Ok, so here are some books that I should have talked about a long time ago but didn't for whatever reason, which is too bad because they really deserve more time than I can give them because my memory is faulty and I read most of these before I started writing down my thoughts right away. Maybe one day I'll catch up? I doubt it.
Anyway, the books!
Haroun and the Sea of Stories by Salman Rushdie... Man, I read this back in August-- that's how behind I am! *Wail*
Anyway, Haroun's father is a storyteller, one of the greatest. He tells Haroun his stories come from the Sea of Stories, they come in dreams. One day, his father stops telling stories, the sea has dried up. Haroun travels to the Sea of Stories, to find it has been polluted. He has to save the sea to save his father...
This is the only Rushdie I've read so far, so I can't say how it compares to his more adult titles, but the language and imagery used in this put all of his other work on my "to read" list. How can you not get sucked in with sentences like this:
He looked into the water and saw that it was made up of a thousand thousand thousand and one different currents, each one a different colour, weaving in and out of one another like a liquid tapestry of breathtaking complexity; and Iff explained that these were the Streams of Story, that each coloured strand represented and contained a single tale.
In addition to the language and imagery, this is just a plain, good story and a great adventure. If you haven't read it, hop to it. You won't regret it.
Born Confused by Tanuja Desai Hidier
Regular readers will know that I love a good culture clash story-- immigrants coming to the US, children of immigrants torn between two cultures...
Born Confused is one of the best I've read. Not only is Dimple Lala torn between trying to be a good Indian daughter and being just a normal American teen, but she has the usual best friend issues, boy issues, and mother-daughter issues.
So, there's the best friend, who is white and is trying to co-opt Dimple's culture (in Dimple's view). There is the boy, that her parents tried to set her up with, so she rejected out of hand and the best friend was interested in... and then Dimple realizes how awesome he is...
There's the Indian cousin studying in the US who's living with her American-born Indian girlfriend and both are exploring Desi culture...
An American-Indian drag queen...
And some rocking bhangra beats.
Plus, language like this, when Dimple is drunk and trying not to puke in the car on the way home:
Then I thought of snow, that particular silence of its falling, blanketing... The whole forked street in white star-crusted stillness. (Also, I've tried this while drunk-- it works surprisingly well...)
More choice selections:
The music ended and hissed in that secret space between song and needle life; the arm settled into place and the record spun slowly to a stop, like a tire on a fallen bicycle.
He whispered tiny breezes into my ear, a current and an undertow.
Of course, 500 pages of this can get heavy and oppressive, but it doesn't all read like this, but what could have easily been a light teen novel turns into something more with passages like these.
My favorite is:
We'd been having such an incredible conversation and it was all down the drain now, like an idea for a poem you catch in bed, you promise yourself you'll remember, sing yourself to sleep with it and then wake to find you couldn't clasp it close enough and it stayed in your dream and now you're not there anymore and you might never have the same dream again.
What I love about this (besides the truth and the language of it) is that it's hopeful-- there is the hope that you might have the same dream again.
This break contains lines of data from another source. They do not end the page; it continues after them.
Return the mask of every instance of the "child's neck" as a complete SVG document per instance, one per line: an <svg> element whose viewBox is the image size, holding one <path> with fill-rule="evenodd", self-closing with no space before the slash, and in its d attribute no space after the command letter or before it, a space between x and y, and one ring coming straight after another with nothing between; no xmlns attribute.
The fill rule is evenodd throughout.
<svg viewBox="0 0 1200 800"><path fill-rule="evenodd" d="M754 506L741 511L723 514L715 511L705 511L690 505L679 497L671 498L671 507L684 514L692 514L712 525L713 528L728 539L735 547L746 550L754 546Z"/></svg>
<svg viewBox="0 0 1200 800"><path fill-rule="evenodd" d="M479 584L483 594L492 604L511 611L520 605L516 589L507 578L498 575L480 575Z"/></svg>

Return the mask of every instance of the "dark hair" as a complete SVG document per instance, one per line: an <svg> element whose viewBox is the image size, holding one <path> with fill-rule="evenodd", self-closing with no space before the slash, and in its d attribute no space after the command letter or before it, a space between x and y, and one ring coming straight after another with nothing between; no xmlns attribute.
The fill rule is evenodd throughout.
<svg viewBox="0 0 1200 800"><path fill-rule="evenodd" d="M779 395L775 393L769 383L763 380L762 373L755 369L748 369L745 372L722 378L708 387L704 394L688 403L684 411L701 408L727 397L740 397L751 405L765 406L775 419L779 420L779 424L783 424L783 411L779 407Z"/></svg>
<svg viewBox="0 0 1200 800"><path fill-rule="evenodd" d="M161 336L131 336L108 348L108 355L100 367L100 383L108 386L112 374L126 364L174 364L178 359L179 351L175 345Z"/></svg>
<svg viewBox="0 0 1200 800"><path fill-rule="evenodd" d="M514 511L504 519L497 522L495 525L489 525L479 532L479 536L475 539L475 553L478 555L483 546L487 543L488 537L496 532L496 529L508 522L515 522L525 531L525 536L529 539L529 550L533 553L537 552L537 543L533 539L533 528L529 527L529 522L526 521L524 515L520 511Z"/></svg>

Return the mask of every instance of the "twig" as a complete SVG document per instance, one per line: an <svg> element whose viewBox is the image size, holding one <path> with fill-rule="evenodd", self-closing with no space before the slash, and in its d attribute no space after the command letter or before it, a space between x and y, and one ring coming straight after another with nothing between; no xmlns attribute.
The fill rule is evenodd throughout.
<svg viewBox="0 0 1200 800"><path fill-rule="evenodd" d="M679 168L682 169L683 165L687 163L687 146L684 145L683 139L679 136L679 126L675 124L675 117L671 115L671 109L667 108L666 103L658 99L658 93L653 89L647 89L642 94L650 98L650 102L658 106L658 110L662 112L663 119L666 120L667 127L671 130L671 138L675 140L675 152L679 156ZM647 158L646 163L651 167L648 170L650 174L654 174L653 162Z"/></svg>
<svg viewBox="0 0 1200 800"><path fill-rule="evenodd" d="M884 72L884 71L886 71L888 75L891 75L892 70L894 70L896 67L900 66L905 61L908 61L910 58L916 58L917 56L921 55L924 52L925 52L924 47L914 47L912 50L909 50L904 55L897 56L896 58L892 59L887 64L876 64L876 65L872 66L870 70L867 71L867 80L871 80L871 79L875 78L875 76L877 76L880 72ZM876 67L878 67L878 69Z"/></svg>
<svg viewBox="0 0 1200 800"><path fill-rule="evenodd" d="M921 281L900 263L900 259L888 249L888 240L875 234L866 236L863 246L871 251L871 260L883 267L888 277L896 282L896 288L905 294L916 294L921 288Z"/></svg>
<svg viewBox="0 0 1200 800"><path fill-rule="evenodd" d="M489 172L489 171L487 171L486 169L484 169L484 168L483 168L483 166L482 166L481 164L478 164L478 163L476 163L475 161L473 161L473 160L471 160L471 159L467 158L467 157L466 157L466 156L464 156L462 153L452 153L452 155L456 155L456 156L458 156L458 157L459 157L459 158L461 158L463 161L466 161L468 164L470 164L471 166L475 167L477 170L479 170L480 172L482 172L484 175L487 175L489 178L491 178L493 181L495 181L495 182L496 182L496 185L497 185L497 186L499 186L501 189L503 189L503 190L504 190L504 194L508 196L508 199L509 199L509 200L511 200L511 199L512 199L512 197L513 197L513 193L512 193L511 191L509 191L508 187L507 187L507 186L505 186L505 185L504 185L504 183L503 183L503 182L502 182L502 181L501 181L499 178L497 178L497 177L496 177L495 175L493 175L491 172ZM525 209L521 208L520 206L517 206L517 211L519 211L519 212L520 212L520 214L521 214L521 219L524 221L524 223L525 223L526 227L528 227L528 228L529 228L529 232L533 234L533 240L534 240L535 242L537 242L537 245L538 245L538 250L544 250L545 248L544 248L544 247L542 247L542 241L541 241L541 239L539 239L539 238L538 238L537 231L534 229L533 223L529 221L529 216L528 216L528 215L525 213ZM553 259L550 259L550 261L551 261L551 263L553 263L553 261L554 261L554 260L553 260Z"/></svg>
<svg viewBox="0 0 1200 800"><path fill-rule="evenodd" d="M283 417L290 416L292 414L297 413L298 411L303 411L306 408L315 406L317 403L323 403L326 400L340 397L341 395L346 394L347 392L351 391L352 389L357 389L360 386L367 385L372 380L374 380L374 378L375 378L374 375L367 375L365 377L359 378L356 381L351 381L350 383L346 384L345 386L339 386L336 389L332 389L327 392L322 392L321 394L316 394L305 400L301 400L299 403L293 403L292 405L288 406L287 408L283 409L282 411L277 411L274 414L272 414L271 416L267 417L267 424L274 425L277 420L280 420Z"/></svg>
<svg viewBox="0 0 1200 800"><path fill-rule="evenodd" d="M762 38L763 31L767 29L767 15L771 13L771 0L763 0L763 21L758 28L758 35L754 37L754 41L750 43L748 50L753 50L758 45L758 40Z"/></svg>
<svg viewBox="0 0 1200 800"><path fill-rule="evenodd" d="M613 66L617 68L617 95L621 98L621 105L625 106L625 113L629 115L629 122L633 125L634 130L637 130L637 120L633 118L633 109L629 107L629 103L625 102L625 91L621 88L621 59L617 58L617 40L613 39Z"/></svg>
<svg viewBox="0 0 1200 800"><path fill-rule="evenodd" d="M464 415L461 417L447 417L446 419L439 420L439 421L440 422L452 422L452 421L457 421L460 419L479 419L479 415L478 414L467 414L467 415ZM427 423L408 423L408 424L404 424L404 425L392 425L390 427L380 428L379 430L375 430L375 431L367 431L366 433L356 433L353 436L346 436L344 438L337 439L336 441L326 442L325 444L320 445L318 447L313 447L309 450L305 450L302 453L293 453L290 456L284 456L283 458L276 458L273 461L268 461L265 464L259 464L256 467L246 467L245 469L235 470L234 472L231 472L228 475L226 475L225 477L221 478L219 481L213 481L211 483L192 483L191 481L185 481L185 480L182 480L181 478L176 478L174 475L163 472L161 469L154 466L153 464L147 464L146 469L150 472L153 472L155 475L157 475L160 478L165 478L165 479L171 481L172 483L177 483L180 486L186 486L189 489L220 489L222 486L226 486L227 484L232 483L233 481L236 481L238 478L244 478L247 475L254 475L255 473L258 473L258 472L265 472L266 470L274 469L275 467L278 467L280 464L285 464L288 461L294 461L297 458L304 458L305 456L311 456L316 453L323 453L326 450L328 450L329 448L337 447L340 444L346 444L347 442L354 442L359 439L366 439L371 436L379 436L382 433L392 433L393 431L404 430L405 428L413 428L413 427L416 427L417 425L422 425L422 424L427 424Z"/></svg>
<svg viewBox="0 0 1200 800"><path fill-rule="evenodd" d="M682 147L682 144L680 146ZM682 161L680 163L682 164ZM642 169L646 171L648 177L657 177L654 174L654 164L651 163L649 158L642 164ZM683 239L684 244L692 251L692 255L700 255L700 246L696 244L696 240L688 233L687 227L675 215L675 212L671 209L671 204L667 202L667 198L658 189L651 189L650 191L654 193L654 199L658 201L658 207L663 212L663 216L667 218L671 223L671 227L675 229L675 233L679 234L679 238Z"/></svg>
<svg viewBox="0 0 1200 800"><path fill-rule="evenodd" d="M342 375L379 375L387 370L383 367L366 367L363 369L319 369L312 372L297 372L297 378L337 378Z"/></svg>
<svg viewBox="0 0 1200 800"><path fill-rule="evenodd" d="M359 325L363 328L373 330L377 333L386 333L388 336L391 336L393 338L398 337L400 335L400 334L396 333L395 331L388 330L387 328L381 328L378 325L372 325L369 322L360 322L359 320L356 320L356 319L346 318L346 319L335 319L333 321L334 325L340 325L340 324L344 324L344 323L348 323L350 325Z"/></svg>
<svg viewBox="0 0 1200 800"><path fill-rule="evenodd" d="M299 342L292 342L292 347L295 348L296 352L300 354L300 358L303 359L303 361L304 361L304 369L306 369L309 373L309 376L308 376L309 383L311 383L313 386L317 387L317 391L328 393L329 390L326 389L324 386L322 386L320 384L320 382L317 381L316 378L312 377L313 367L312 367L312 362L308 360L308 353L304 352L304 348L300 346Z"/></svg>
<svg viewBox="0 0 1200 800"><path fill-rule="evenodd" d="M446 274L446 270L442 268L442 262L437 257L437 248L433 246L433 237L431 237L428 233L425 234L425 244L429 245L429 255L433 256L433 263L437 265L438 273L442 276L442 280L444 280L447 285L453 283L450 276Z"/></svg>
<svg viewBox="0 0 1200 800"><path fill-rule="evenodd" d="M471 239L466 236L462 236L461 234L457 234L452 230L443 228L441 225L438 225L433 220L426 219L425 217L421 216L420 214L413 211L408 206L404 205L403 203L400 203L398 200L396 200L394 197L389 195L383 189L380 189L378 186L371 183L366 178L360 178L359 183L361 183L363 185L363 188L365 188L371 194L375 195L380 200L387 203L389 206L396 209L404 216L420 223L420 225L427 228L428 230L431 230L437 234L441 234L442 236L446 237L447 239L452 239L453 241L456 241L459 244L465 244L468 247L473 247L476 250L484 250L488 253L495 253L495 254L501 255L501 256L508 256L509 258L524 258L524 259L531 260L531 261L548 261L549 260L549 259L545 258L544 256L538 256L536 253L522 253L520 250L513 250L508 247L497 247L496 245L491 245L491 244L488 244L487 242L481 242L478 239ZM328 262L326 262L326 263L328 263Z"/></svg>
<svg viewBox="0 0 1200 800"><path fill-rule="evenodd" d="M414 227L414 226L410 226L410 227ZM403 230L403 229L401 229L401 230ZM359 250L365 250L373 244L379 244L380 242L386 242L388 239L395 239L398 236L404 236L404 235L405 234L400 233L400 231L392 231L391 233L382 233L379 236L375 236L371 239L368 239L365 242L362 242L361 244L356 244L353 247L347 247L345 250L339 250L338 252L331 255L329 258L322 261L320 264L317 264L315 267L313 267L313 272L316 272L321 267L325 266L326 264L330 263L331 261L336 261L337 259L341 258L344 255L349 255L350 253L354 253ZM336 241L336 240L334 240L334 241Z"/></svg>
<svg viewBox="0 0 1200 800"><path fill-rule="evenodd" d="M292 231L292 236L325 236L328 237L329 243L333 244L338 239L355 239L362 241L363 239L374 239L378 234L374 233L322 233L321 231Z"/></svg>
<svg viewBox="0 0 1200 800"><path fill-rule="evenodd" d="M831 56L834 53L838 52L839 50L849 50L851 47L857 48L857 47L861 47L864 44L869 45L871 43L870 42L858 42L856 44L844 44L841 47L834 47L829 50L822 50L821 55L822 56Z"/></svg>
I love that.
Reluctant Capitalists: Bookselling and the Culture of Consumption by Laura J. Miller
Tyler Cowan had a great article about this book in Slate last May that lead me to read the book. I don't agree with all of Tyler's assertions, but that's the former indie bookstore employee in me. And I don't practice what I preach-- most of my book buying is from Amazon.
Anyway, Miller offers a great history of bookselling in America that is very interesting-- many of the horror stories we hear today were around in the 1920s and 1930s. Many of the genre wars (chick lit doesn't count as real books etc) have been around all century...
But what I really love about this book are some of the ideas it raises that I'm still mulling over. One is the inherent contradiction involved in the selling of books-- are books ideas and culture? or are they product? Can they really be both? Can we really sell ideas at a steep discount?
If books are so treasured that we fund libraries, that give them away for free, how can they be merchandised and sold like tuna fish?
There's also a great chapter on the politics of consumption and how this notion started the Revolutionary War.
Now, I have no background in sociology or economics, so a lot of this book was slow going for me. But I like the ideas it raised-- I finished this in November and I'm still pondering these things.